W obronie godności pracy, wartości europejskich, demokracji, państwa prawa i tolerancji przedstawiciele lewicowych ugrupowań i związków zawodowych biorą udział w Warszawie w pochodzie zorganizowanym przez OPZZ, SLD oraz Partię Europejskich Socjalistów. - Szef OPZZ Jan Guz stwierdził, że od lat Porozumienie domaga się dodatkowego prawa do emerytury ze względu na staż pacy. - Niestety rząd premier Beata Szydło i prezydent Andrzej Duda milczą. Przypomnijmy im, że to jest nasz bardzo ważny postulat i nie odstąpimy od niego - dodał.

- Pracownicy zawsze byli razem w chwilach najważniejszych, byli liderami zmian, wymuszali postęp, polepszenie warunków życia i pracy. Niestety płacili za to bardzo często cenę najwyższą. Cenę życia. To oni wywalczyli Święto Pracy - 1 maja, byśmy mogli godnie kontynuować to i w obecnym czasie - mówił do zebranych przed siedzibą OPZZ przewodniczący Porozumienia Jan Guz.

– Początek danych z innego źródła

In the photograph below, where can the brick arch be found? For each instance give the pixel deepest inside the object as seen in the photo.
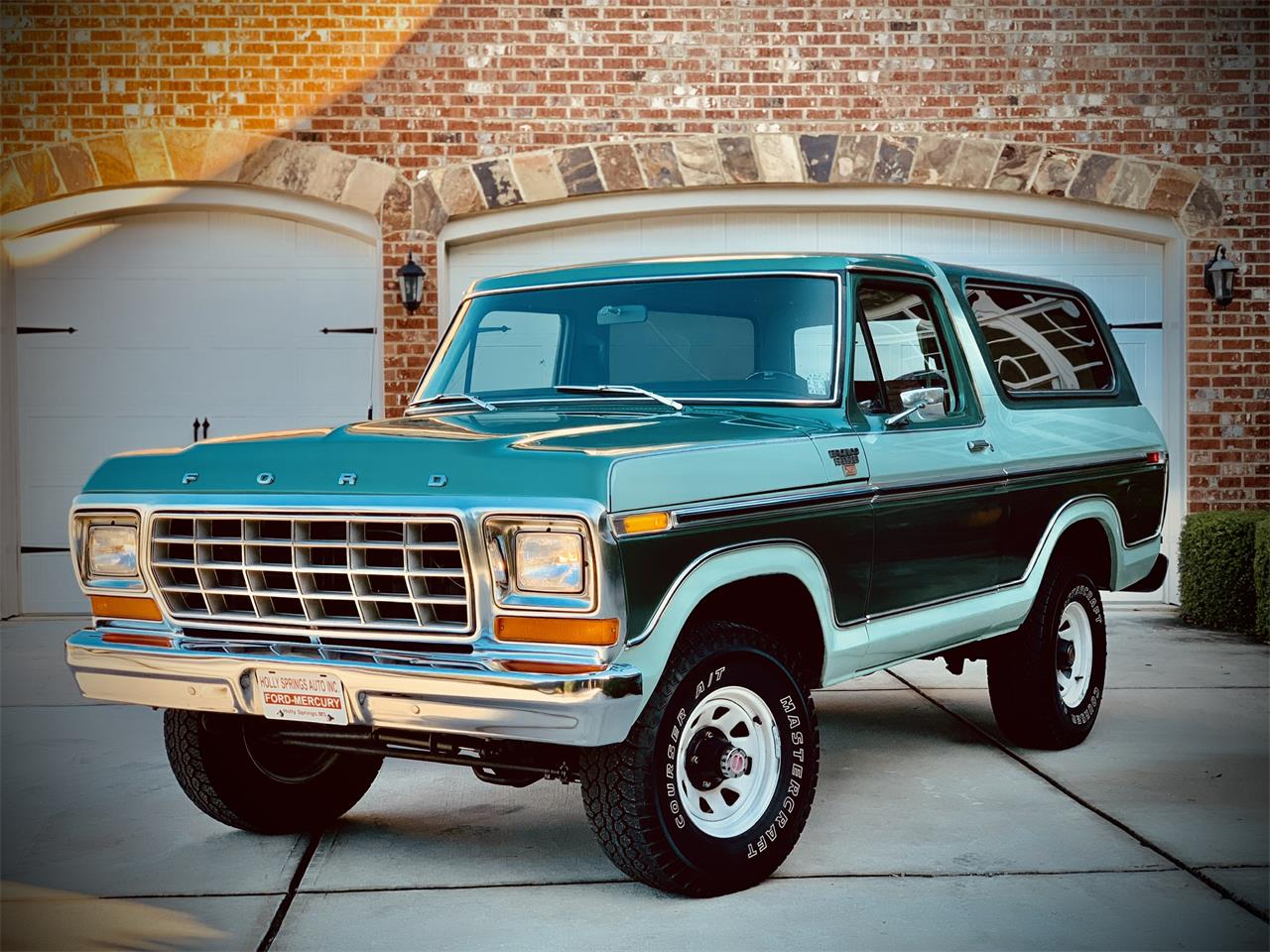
(829, 160)
(157, 157)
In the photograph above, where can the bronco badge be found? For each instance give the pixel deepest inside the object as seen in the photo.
(847, 458)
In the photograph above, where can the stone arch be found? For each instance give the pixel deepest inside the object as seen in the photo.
(154, 157)
(829, 160)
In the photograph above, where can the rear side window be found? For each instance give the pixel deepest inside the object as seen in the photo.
(1040, 341)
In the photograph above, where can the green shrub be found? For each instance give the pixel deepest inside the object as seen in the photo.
(1215, 569)
(1261, 576)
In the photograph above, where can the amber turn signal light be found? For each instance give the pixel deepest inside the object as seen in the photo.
(643, 522)
(118, 607)
(557, 631)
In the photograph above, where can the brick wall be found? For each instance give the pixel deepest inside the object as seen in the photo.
(418, 85)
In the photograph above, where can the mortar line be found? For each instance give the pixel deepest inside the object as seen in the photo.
(293, 888)
(1097, 811)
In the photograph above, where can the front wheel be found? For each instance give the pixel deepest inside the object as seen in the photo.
(232, 772)
(1046, 680)
(711, 788)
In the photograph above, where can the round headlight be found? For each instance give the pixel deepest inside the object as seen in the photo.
(550, 562)
(112, 551)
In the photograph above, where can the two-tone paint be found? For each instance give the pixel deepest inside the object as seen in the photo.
(907, 540)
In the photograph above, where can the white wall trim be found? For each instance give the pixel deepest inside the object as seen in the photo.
(9, 481)
(149, 199)
(1040, 209)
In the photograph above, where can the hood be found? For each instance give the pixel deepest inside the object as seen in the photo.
(621, 460)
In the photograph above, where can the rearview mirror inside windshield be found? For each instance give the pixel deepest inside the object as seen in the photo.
(621, 313)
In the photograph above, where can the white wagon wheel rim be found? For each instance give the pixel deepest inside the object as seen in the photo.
(1075, 651)
(728, 761)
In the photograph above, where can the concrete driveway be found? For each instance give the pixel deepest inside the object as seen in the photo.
(928, 830)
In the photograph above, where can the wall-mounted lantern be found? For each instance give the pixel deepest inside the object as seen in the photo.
(1219, 277)
(411, 278)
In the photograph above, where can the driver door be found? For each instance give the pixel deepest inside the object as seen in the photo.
(940, 507)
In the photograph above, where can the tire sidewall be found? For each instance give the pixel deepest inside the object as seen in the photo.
(1079, 588)
(769, 841)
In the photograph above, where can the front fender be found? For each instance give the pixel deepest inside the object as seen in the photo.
(649, 651)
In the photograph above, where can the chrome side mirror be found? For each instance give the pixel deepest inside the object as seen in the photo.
(915, 402)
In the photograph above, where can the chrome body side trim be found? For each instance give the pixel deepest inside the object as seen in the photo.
(899, 489)
(1001, 587)
(382, 689)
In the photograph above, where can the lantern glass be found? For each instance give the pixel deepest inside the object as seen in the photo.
(1223, 282)
(411, 281)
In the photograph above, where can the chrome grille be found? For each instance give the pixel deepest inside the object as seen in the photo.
(313, 571)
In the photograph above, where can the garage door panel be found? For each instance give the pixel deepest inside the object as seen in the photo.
(70, 449)
(940, 238)
(314, 243)
(49, 584)
(1015, 235)
(214, 315)
(680, 235)
(146, 240)
(762, 231)
(858, 232)
(336, 298)
(270, 240)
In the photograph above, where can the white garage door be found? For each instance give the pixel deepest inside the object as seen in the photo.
(1124, 277)
(178, 316)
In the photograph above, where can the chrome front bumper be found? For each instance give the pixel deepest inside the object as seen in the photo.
(456, 693)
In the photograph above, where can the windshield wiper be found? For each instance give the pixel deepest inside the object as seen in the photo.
(619, 389)
(441, 398)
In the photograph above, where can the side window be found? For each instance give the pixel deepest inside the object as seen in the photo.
(513, 350)
(898, 345)
(813, 353)
(1040, 341)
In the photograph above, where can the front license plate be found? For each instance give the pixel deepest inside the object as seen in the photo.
(309, 697)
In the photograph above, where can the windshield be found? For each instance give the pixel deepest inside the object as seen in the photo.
(742, 338)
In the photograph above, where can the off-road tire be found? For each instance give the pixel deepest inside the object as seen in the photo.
(633, 789)
(216, 760)
(1021, 667)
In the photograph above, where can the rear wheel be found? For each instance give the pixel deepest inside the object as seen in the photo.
(711, 788)
(231, 771)
(1047, 679)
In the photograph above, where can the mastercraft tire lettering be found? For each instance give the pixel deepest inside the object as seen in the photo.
(711, 789)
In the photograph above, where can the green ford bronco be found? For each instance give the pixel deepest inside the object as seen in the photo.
(634, 515)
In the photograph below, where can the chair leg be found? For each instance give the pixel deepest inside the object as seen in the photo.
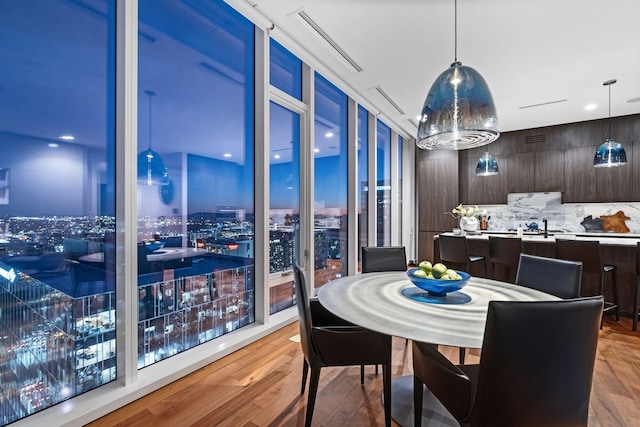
(636, 307)
(614, 288)
(386, 390)
(313, 392)
(305, 372)
(601, 292)
(417, 402)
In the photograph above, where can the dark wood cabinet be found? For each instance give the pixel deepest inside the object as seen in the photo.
(579, 175)
(483, 189)
(521, 172)
(554, 158)
(549, 171)
(437, 173)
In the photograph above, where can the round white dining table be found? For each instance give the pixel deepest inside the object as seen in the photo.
(376, 301)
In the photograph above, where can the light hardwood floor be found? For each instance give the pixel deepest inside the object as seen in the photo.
(259, 385)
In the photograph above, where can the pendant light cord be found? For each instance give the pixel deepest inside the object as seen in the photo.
(455, 25)
(150, 94)
(609, 111)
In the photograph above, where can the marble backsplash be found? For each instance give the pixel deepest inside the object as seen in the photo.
(524, 208)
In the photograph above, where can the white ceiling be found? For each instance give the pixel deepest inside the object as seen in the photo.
(550, 55)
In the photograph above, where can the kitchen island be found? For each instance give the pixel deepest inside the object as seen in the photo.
(617, 249)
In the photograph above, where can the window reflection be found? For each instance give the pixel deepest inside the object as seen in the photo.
(363, 180)
(57, 311)
(330, 189)
(284, 204)
(196, 227)
(383, 190)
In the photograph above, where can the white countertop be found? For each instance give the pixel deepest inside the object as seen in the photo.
(613, 239)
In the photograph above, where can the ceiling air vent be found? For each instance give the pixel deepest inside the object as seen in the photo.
(535, 139)
(323, 34)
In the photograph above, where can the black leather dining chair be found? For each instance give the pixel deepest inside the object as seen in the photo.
(536, 367)
(589, 252)
(557, 277)
(328, 340)
(383, 258)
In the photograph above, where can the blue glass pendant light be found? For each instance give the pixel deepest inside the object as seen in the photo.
(610, 153)
(151, 168)
(487, 165)
(458, 112)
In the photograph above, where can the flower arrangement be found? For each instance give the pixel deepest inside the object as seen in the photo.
(461, 211)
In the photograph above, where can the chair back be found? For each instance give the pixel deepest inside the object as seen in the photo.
(505, 251)
(387, 258)
(537, 363)
(586, 251)
(557, 277)
(453, 249)
(304, 312)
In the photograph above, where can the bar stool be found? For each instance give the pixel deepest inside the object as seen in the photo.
(505, 253)
(636, 308)
(590, 254)
(453, 249)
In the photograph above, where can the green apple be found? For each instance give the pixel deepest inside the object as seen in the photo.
(425, 266)
(420, 273)
(438, 270)
(451, 273)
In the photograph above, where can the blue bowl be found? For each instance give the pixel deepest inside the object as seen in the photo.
(438, 287)
(153, 246)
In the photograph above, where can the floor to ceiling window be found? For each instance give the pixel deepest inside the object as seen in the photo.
(383, 184)
(195, 175)
(398, 224)
(57, 177)
(284, 205)
(363, 180)
(330, 181)
(285, 74)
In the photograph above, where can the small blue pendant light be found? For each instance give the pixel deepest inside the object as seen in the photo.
(487, 165)
(458, 112)
(151, 168)
(610, 153)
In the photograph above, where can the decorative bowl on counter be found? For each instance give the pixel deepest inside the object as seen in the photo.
(438, 287)
(153, 246)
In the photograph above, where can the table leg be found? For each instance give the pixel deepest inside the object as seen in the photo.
(434, 414)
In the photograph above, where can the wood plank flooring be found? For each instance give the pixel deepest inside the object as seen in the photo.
(259, 385)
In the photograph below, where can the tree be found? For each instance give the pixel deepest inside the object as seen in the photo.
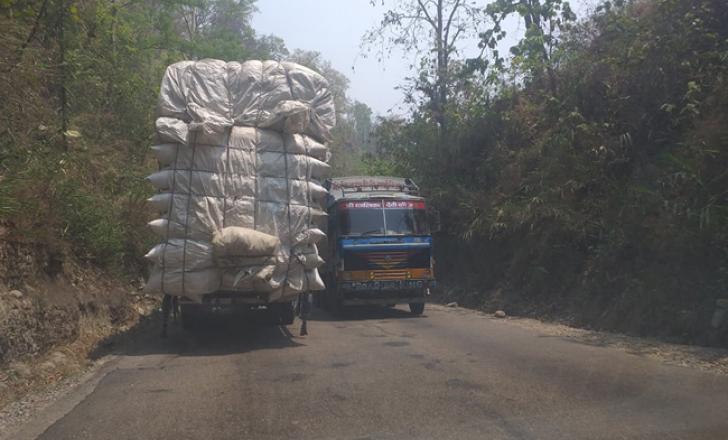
(432, 29)
(544, 21)
(361, 119)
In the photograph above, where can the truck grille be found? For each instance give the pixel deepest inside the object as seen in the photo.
(387, 260)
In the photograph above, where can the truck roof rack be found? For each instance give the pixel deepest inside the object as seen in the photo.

Jak podkreślał, pracownicy są od lat zwodzeni przez kolejne ekipy rządowe zapewnieniami, że "będzie lepiej". - Dobra zmiana nie dociera do polskich zakładów pracy, do polskich rodzin. Mimo wielu zapewnień, ciągle są niskie płace i zatrudnienie śmieciowe. Pracownik jest poniewierany i wykorzystywany. To jest polska codzienność - powiedział szef OPZZ.

Zaznaczył, że w Polsce nadal pracownicy są ofiarami wypadków podczas wykonywania pracy. - Są bezimiennymi bohaterami naszych czasów. Rząd nie stawia im pomników i nie organizuje apeli poległych, media wstydliwie przemilczają - mówił Guz i poprosił zebranych o uczczenie ich pamięci minutą ciszy.

- Codzienność pracownika najemnego nie jest łatwa - bieda, wyzysk i poniżenie, brak przestrzegania prawa pracy, zwolnienia z przyczyn politycznych. Jakże wiele ich jest w mediach, ale też w zakładach pracy; wysokie bezrobocie, niepewność jutra, brak układów zbiorowych pracy. Tylko wspólnie możemy temu przeciwdziałać - oświadczył szef OPZZ.

Podkreślił, że OPZZ od lat domaga się dodatkowego prawa do emerytury ze względu na staż pacy. - 35 lat pracy kobieta, 40 lat pracy mężczyzna. Złożyliśmy dwa projekty do parlamentu, zebraliśmy ponad 800 tys. podpisów, ale kolejne rządy lekceważą tę inicjatywę. Zwróciliśmy się też do obecnego prezydenta, który tak wiele obiecał w kampanii wyborczej - powiedział Guz. - Niestety rząd premier Beata Szydło i prezydent Andrzej Duda milczą. Przypomnijmy im, że to jest nasz bardzo ważny postulat i nie odstąpimy od niego - dodał.

Guz przypomniał, że OPZZ wyszło też z inicjatywą wprowadzenia minimalnej godzinowej stawki wynagrodzenia i po rozmowach z organizacjami pracodawców ustalono ją na 12 zł. - Rząd opóźnia nasze rozwiązanie. Dlatego dziś mówimy: dość ery niskich płac, dość zysków kosztem wynagrodzeń. Płaca minimalna na poziomie 50 proc. średniej płacy krajowej, podniesienie kwoty wolnej od podatku - to tylko niektóre nasze postulaty. Rządzie obiecałeś to narodowi - mówił.